In 1766, while hunting near the muddy water at the mouth of a small creek entering the Cumberland River in the region called French Lick, Demonbreun noticed a large number of buffalo and deer using a salt lick. The spring is a natural source of sulfurated water, and eventually became known as Sulphur Dell. He lived in a cave there for several months until he could build a cabin near the river to use as his home base for fur trapping. Demonbreun made frequent trips to the early Nashville settlement to engage in fur trading with local Native Americans. When James Robertson and the Watauga settlers established Fort Nashborough in 1778, they were surprised and relieved to find that Demonbreun, a white man, was thriving there.

The cave that he lived in is now listed on the National Register of Historic Places listings in Davidson County, Tennessee in July 1979. It was first explored between 1750 and 1799. The cave has been named after him: "Demonbreun's Cave"

==Military service==
Demonbreun joined the George Rogers Clark expedition and received an appointment as lieutenant governor in command of the Northwest Territory. He settled at Fort Kaskaskia in the Illinois Country, where he served as lieutenant governor from 1783 to 1786. In 1786 he resigned from military service and soon thereafter moved permanently to Nashville.

==Family==
Demonbreun traveled extensively, and managed two careers and two families. He fulfilled his duties as lieutenant governor of the Illinois Territory and maintained a family in Kaskaskia. Demonbreun had five children by his wife, Therese Archange Gibault, in Illinois.

During his time in Nashville, he took a common-law wife named Elizabeth Bennett and had three children by her: Polly (Cagle); William; and John Baptiste Demonbreun, who was born in a cave on the banks of the Cumberland River. Known as the “cave baby”, John Baptiste is known to be the first White (i.e. Euro-American) child born in what is now Nashville. .

In his will, he mentions three of his legal children by name: Agnes Doza, Julia Johnson, and Timothy DeMonbreun. He specifically lists children William, John, and Polly as illegitimate (or natural).
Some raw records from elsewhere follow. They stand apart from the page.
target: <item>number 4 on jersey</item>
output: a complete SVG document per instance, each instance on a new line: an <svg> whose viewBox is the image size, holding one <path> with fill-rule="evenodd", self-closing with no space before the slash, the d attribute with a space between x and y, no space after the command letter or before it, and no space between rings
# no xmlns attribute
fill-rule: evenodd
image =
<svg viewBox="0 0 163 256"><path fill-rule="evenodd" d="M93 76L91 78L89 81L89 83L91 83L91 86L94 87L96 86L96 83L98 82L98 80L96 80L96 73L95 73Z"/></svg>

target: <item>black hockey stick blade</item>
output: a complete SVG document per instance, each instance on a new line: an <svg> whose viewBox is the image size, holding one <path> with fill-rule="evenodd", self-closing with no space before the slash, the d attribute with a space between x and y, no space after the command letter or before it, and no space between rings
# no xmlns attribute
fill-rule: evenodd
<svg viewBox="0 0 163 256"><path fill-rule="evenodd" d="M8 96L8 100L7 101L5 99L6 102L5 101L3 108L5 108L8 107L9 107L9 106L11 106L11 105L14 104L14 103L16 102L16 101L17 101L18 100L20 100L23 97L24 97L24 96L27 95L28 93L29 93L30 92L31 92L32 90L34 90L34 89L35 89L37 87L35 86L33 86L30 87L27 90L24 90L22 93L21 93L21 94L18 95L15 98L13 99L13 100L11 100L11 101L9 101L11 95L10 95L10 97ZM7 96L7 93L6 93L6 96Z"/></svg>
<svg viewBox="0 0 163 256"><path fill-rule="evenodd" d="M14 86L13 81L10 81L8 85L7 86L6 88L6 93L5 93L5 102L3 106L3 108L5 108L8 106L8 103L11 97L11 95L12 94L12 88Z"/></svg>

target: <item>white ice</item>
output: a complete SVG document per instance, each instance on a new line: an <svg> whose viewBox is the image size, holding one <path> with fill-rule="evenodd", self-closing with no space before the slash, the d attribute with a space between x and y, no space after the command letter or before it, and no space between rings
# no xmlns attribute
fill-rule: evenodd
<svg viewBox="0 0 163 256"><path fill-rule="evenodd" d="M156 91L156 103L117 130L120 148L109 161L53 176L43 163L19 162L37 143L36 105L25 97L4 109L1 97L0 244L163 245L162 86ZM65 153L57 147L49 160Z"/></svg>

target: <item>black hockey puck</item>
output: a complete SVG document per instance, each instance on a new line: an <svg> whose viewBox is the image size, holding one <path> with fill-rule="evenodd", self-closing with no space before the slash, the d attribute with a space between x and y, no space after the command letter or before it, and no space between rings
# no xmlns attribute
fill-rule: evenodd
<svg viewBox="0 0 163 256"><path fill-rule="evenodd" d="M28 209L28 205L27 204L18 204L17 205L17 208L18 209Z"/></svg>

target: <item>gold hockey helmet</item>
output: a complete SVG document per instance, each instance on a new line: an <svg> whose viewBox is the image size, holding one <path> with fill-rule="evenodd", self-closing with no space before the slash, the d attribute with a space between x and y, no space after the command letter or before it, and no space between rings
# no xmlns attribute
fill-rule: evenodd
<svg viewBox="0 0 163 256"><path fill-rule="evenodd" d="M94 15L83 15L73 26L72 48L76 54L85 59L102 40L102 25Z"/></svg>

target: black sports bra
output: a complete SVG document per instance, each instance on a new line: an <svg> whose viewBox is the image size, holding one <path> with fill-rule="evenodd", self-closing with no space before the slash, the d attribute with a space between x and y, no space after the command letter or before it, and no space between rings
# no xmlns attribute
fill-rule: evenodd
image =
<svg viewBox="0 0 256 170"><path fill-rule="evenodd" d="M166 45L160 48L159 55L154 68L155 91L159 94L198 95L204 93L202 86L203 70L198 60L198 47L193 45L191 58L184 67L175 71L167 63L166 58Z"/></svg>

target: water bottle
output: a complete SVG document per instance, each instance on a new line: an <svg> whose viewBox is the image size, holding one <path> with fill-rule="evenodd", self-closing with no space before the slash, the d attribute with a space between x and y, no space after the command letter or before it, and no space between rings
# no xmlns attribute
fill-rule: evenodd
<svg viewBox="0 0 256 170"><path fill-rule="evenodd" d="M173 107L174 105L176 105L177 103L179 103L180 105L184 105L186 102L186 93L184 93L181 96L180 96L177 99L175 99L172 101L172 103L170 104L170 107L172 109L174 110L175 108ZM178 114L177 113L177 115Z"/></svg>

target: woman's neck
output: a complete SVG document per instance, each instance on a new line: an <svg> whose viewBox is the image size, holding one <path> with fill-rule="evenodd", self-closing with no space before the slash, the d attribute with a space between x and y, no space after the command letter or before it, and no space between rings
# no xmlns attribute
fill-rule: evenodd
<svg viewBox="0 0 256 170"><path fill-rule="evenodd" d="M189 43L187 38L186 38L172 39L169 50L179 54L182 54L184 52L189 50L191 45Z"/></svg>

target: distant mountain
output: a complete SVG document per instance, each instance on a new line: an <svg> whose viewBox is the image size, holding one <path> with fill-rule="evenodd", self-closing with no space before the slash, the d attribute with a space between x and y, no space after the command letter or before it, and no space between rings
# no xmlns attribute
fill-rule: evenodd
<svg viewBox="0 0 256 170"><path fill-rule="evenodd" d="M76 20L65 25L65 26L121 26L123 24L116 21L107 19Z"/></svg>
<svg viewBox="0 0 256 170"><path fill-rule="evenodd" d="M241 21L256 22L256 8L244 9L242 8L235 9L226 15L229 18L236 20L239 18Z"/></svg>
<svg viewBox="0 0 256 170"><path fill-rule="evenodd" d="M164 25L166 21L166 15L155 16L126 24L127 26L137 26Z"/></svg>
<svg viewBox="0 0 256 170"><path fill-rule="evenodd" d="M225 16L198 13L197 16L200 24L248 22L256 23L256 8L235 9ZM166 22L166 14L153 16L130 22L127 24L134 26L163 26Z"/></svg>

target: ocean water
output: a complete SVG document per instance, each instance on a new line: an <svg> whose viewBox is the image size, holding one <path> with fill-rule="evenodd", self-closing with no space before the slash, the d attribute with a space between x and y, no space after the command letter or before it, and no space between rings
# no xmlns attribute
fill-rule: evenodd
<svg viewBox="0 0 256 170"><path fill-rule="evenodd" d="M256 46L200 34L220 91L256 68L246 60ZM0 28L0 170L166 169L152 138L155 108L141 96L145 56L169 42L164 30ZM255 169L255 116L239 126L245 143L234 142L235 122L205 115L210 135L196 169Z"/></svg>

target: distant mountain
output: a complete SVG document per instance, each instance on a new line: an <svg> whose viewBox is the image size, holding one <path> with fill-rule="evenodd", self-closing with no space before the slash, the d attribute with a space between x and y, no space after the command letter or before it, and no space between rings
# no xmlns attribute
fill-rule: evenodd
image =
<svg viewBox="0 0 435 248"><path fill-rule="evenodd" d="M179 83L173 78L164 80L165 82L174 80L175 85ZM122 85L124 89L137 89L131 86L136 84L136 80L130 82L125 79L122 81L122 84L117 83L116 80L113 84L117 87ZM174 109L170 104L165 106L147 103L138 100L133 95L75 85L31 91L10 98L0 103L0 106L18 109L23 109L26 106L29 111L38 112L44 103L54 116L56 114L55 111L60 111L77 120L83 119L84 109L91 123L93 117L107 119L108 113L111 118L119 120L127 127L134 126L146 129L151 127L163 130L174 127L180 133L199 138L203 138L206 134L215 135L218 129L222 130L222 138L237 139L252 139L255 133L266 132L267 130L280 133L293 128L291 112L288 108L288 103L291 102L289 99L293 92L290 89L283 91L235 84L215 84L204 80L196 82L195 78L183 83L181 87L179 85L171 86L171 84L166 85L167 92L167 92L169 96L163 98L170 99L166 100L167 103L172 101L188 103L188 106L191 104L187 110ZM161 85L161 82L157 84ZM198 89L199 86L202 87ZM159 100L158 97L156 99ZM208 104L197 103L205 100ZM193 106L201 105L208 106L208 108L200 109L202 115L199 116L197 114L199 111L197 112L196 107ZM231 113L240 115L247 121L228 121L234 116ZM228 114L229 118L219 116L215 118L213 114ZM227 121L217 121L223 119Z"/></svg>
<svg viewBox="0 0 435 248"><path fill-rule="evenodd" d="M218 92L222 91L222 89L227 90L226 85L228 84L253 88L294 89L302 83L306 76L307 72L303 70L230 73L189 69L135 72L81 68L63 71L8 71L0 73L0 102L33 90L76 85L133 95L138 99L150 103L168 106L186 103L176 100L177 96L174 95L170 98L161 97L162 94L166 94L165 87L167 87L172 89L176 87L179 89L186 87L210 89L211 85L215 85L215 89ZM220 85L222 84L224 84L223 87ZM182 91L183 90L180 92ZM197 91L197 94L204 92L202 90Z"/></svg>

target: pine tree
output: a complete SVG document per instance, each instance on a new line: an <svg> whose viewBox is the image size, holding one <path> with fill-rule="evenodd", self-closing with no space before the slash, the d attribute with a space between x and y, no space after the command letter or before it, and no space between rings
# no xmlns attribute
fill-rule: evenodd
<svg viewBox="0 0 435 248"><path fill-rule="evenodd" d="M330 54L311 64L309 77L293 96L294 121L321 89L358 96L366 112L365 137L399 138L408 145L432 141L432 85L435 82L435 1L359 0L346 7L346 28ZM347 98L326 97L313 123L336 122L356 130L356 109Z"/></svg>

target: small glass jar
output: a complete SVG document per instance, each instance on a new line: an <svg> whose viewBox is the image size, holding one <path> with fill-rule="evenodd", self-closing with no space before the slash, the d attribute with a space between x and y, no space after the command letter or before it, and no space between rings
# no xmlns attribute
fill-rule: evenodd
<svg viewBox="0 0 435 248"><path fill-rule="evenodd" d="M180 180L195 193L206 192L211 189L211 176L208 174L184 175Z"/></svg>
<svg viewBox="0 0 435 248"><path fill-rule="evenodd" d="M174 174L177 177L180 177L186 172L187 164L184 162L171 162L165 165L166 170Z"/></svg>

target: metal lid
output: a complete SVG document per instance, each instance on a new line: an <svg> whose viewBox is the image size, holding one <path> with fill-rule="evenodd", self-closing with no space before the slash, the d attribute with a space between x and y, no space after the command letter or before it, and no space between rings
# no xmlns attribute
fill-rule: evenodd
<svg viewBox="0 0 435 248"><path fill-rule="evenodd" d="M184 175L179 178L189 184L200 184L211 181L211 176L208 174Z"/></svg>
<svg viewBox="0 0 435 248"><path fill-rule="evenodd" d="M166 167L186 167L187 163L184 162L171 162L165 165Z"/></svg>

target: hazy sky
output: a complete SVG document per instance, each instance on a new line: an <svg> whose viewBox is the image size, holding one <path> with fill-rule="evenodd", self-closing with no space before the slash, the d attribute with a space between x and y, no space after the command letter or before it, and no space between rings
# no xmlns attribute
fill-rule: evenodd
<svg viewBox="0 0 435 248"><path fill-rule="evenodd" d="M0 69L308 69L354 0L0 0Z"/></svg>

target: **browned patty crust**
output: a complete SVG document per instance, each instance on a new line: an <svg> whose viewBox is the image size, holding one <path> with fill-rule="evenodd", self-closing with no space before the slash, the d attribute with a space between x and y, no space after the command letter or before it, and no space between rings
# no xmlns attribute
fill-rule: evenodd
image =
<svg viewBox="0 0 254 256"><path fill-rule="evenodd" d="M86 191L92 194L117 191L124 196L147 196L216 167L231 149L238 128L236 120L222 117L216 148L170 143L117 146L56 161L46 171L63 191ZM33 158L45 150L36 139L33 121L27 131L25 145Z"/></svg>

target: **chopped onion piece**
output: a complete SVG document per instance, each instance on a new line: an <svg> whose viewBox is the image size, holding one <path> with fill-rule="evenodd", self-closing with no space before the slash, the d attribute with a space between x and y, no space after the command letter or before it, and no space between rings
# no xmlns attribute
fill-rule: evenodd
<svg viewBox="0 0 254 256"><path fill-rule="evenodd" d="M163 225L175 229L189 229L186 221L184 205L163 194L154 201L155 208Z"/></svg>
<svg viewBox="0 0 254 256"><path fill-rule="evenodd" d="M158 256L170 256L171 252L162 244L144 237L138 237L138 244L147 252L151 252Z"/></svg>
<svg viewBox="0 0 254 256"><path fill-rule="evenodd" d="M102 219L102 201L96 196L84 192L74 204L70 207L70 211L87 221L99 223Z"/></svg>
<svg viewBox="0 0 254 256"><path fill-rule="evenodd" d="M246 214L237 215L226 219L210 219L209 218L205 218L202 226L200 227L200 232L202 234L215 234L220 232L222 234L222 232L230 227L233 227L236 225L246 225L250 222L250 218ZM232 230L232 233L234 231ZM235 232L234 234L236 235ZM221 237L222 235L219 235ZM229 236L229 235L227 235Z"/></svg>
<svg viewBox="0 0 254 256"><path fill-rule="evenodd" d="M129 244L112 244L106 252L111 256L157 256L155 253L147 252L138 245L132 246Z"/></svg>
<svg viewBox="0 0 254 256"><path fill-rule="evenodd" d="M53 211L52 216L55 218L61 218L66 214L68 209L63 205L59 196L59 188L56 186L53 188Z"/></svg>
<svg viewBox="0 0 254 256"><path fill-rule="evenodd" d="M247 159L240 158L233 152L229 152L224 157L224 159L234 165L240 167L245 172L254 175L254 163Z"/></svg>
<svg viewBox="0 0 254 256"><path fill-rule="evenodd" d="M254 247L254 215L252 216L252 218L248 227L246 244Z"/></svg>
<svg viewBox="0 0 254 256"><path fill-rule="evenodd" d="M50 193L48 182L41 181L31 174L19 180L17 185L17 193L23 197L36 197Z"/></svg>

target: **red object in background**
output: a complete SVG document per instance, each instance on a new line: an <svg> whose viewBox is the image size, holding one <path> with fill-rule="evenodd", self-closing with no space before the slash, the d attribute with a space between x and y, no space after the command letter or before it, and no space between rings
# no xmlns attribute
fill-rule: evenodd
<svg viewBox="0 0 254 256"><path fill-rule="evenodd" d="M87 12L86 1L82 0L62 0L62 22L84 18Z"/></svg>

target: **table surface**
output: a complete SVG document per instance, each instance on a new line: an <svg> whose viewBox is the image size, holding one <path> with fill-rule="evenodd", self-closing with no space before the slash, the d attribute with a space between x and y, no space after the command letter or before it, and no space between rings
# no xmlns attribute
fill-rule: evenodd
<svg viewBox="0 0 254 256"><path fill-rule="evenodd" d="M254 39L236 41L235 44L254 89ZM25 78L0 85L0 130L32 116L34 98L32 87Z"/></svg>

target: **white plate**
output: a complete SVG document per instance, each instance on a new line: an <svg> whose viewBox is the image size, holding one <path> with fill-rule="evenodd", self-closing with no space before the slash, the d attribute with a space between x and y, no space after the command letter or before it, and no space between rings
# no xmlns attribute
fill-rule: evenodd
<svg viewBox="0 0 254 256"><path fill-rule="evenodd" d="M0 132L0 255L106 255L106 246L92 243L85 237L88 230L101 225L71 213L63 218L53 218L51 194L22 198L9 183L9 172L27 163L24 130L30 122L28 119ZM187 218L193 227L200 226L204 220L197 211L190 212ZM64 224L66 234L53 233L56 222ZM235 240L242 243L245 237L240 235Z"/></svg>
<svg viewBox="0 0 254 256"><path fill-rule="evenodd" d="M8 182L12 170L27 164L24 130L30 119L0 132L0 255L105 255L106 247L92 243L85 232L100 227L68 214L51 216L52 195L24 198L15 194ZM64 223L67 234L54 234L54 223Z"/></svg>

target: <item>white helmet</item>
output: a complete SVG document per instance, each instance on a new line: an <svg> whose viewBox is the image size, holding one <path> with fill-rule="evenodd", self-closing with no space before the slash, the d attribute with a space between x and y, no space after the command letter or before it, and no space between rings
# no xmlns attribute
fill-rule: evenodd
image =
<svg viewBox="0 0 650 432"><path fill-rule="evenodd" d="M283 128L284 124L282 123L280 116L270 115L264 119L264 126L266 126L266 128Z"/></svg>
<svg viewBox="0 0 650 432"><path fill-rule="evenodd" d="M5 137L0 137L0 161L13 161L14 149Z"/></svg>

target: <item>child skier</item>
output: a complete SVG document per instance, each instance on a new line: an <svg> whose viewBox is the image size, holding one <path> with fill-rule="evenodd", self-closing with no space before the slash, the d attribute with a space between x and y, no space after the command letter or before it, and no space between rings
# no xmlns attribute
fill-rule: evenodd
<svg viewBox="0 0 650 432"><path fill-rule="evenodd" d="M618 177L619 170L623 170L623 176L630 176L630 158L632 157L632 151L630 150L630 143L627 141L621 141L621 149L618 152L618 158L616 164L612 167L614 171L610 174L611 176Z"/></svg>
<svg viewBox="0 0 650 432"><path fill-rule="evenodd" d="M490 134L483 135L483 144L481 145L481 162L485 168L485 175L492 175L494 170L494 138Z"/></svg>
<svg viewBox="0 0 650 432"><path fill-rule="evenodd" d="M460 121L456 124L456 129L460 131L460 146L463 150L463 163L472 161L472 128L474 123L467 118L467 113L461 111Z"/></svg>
He does not mention the mother of either family of children, nor his son Felix, though Felix Demonbreun is well documented through census and other records. According to Felix's grandson, Samuel, Felix was removed from Timothy's will because he elected to become a Baptist minister against the wishes of his father who was French Catholic.

==Later life==
Eventually, Demonbreun developed a thriving mercantile and fur trading business in the Nashville area with seventeen employees. By 1800 his mercantile business on Nashville's Public Square advertised such items as window glass, paper, cured deer hides, and buffalo tongues. An 1809 newspaper advertisement announced that he was opening a tavern, also on the Public Square.

The Revolutionary French hero, Marquis de Lafayette, visited Nashville on May 4, 1825, during his farewell tour of the United States. Andrew Jackson presided over a banquet in his honor at the Nashville Inn. Jacques-Timothée, or Timothy Demonbreun, by then very elderly, conversed with the Marquis in their native French. When he died in 1826, Demonbreun divided his substantial fortune among his children.

==Historical records and memorials==
No record of the burial site of Nashville's "First Citizen" survived. He was most likely buried at Nashville City Cemetery but early records no longer exist. A historical marker at the northwest corner of Third Avenue North and Broadway, in the city, marks the site of his home.

In 1996 a monument sculpted by Alan LeQuire to honor Demonbreun was erected near Fort Nashborough, overlooking the Cumberland River in downtown Nashville. Demonbreun Street, named for him, crosses Interstate 40 in downtown Nashville.

A monument has been erected in honor of Timothy Demonbreun at Carney Cemetery in Ashland City, Tennessee, but historians do not believe he was buried there. At the time of his death, this was the farm of his past mistress Elizabeth Bennett, and her husband Joseph DuRard. Elizabeth Bennett DuRard's grave is beside the monument.

==Name==
Because French orthography was so fluid at the time, and because of widespread variations in English orthography, the spelling and version of Demonbreun's name is of some debate. The preferred use today is Timothy Demonbreun, though the first name is sometimes rendered in the French as Timothé, Timothée or Timothe. As for the last name, it derives from the French words, de (of) mont (mount) bruen (brown) for of mount brown, and is also rendered variously as Demontbrun, de Montbrun, Demontbreun, de Montbreun, De Mont-Breun, De Monbrun, de Mon Breun, and others. Descendants of Demonbreun (it is a very common surname in Middle Tennessee) spell the name with and without the middle "T," as one word or two, with a "U" in place of the "O," with and without the "E," and with an "N" or an "M" at the end. In addition, other variations such as Demumbrine and "Demombrum" also exist. Demonbreun Street in Nashville shows the preferred spelling. A popular local pronunciation is /dəˈmʌmbriən/, and rhymes with "Northumbrian."